Manifestos of all three fronts full of welfare schemes
Competitive populism seems to be the keyword for major political fronts in the State, going by their manifestos for the upcoming Assembly polls.
The thrust now is on promising schemes for the poor, senior citizens, women and children, patients, farmers, the homeless and differently-abled people, pensioners and home makers. The political parties here appear to be following the model of the Dravidian parties in Tamil Nadu, where free schemes are a given in any poll manifesto. Some economists, however, have raised questions about going gung-ho on welfare schemes without specifying details about resource mobilisation.
Opinions from people
Unlike earlier, the preparation of the poll manifestos itself was a public relations exercise for the Left Democratic Front (LDF) and the United Democratic Front (UDF) this time. Chief Minister Pinarayi Vijayan conducted district-level meetings with people from different walks of life and sought their opinions that could be included in the document. The UDF too held consultations with people before releasing its poll manifesto, and Shashi Tharoor, MP, was in charge of the process.
It was the LDF which first hit the trail with its manifesto seeking to increase the social welfare pension from ₹1,600 to ₹2,500 in five years. A pension scheme was proposed for homemakers from poor families. The LDF also promised to prepare a list of extremely poor families and offered financial help in the range of ₹1 lakh and ₹15 lakh for 45 lakh units among them. It sought to implement home delivery services for senior citizens and a survey for them as well. The LDF promised land and houses for all the landless people, including those from the Scheduled Castes, and proposed to construct five lakh dwellings in five years. All the Scheduled Tribe families were promised an acre each.
Not to be left behind, the UDF too promised to implement its Nyuntam Aay Yojna (NYAY) scheme that ensures ₹6,000 a month for poor families and said the social welfare pension would be hiked to ₹3,000. The Congress-led coalition proposed a monthly pension of ₹2,000 for homemakers in the 40-60 age group and those excluded in the NYAY scheme. A special commission was promised for the senior citizens, and a special cell to probe into the crime against women and children. The UDF too sought to build five lakh houses for the homeless, and promised health insurance for all, along with writing off the debts of bed-ridden patients as well as those with 80% disabilities.
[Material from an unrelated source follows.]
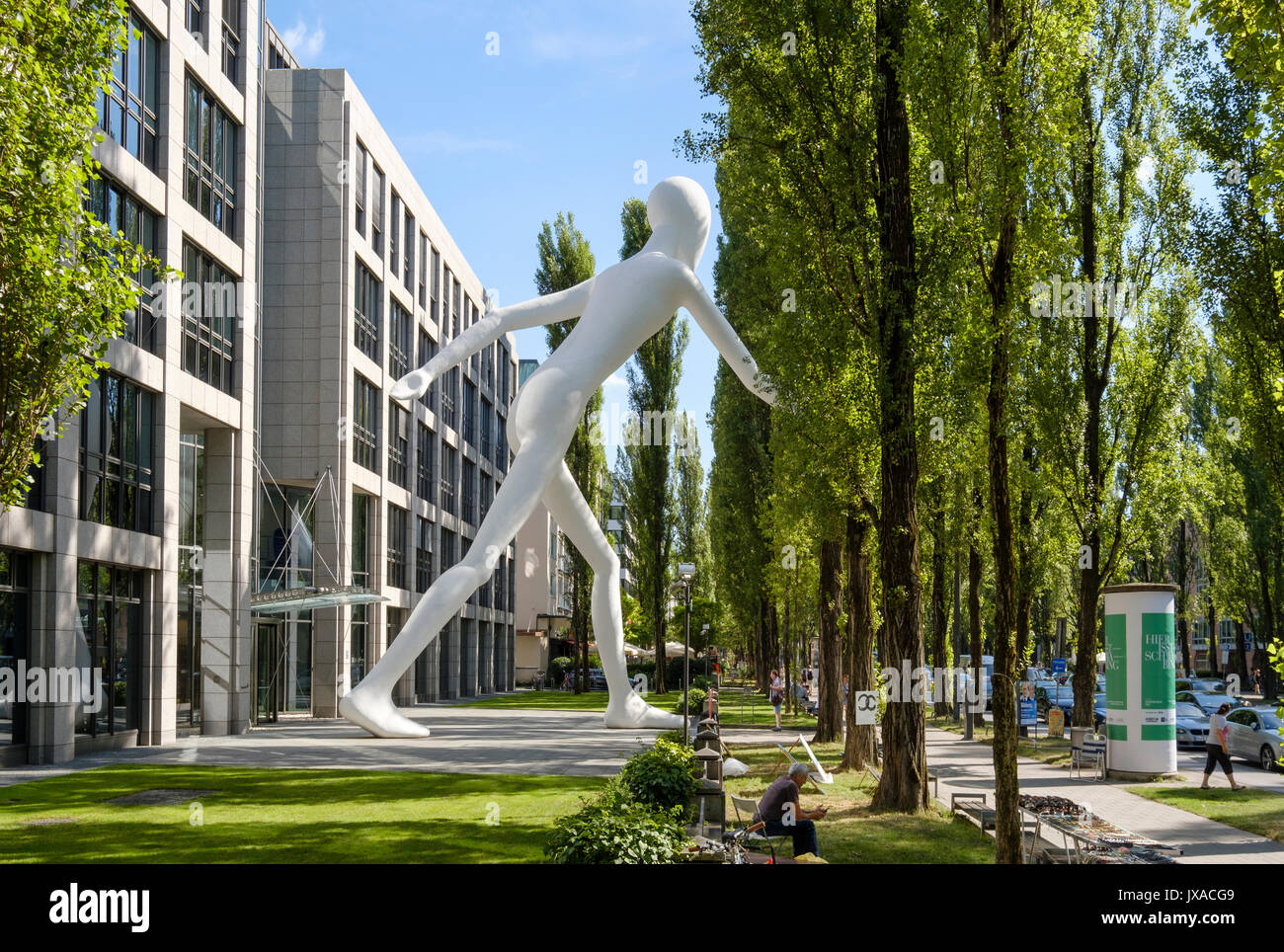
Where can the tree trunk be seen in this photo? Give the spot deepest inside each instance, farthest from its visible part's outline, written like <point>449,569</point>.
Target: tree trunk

The poll manifesto released by the National Democratic Alliance too has welfare promises, including social welfare pension of ₹3,500, jobs for at least one member of each family with a monthly salary of ₹20,000, six LPG refills for free for below poverty line families and ₹5,000 for bed-ridden patients among them. It has proposed a ‘Karanavar Mission’ for the welfare of senior citizens.
With the campaign reaching a crescendo in the coming days, the impact of these promises on the voting choices of the electorate will be something to watch out for.